Fisher's Exact Test

Definition

Core Statement

Fisher's Exact Test determines if there is a significant association between two categorical variables, specifically designed for small sample sizes where the Chi-Square test's approximations are unreliable. It calculates the exact probability of observing the data (or more extreme) under the null hypothesis of independence.

Purpose

Test for association when expected cell counts are < 5.
Provide exact p-values without relying on asymptotic approximations.

When to Use

Use Fisher's Exact Test When...

Contingency table is 2x2.
Any expected cell count < 5.
Sample size is small.

Modern Practice

Fisher's Exact Test can be computationally intensive for large tables, but modern computers handle it easily. It is often used as a default for 2x2 tables regardless of cell counts.

Theoretical Background

Worked Example: Rare Side Effect

Problem

You test a new drug vs placebo.

Treatment ( $n = 10$ ): 9 Healthy, 1 Side Effect.
Placebo ( $n = 10$ ): 5 Healthy, 5 Side Effects.
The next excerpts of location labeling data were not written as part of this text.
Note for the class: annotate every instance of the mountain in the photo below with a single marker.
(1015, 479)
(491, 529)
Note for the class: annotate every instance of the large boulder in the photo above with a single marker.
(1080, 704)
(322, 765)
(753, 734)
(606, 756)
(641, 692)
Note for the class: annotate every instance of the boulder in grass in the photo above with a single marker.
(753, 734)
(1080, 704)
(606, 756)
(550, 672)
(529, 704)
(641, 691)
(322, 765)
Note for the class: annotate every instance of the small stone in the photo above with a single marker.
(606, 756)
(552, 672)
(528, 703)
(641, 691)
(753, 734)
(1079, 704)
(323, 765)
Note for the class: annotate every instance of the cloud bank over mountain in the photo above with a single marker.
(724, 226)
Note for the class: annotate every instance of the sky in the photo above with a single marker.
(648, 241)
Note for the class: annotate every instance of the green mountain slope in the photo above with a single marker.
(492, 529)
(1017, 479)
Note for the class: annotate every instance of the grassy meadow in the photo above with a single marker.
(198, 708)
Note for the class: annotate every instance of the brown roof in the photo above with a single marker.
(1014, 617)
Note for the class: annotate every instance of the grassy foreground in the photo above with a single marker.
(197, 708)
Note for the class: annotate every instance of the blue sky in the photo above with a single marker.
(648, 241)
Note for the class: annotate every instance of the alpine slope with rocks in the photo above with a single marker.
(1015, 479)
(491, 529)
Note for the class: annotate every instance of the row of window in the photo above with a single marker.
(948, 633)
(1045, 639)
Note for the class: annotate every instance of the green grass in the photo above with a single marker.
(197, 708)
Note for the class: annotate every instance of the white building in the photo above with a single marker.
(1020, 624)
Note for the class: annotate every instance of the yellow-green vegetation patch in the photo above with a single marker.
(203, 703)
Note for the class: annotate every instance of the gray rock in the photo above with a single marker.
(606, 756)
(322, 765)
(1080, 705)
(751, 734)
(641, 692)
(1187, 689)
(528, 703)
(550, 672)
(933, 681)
Question: Is the drug safer? (Does it reduce side effects?)
Chi-Square fails here because 1 cell has count 1, another has 5. We need Fisher's.

Solution:

Table:

	Side Effect	Healthy	Total
Drug	1 (a)	9 (b)	10
Placebo	5 (c)	5 (d)	10
Total	6	14	20

Calculate Probability of Observed Table:
Using Hypergeometric probability formula:
$p_{o b s} = \frac{(\binom{1 + 9}{1}) (\binom{5 + 5}{5})}{(\binom{20}{6})} = \frac{(\binom{10}{1}) (\binom{10}{5})}{(\binom{20}{6})}$ $= \frac{10 \times 252}{38760} = \frac{2520}{38760} \approx 0.065$
Calculate More Extreme Tables:
- Table with 0 Side Effects in Drug group (Treatment even better).
- P(0 SE) = $\frac{(\binom{10}{0}) (\binom{10}{6})}{(\binom{20}{6})} = \frac{1 \times 210}{38760} \approx 0.0054$ .
Total One-Sided P-Value:
$p = p_{o b s} + p_{e x t r e m e} = 0.065 + 0.0054 \approx 0.0704$ .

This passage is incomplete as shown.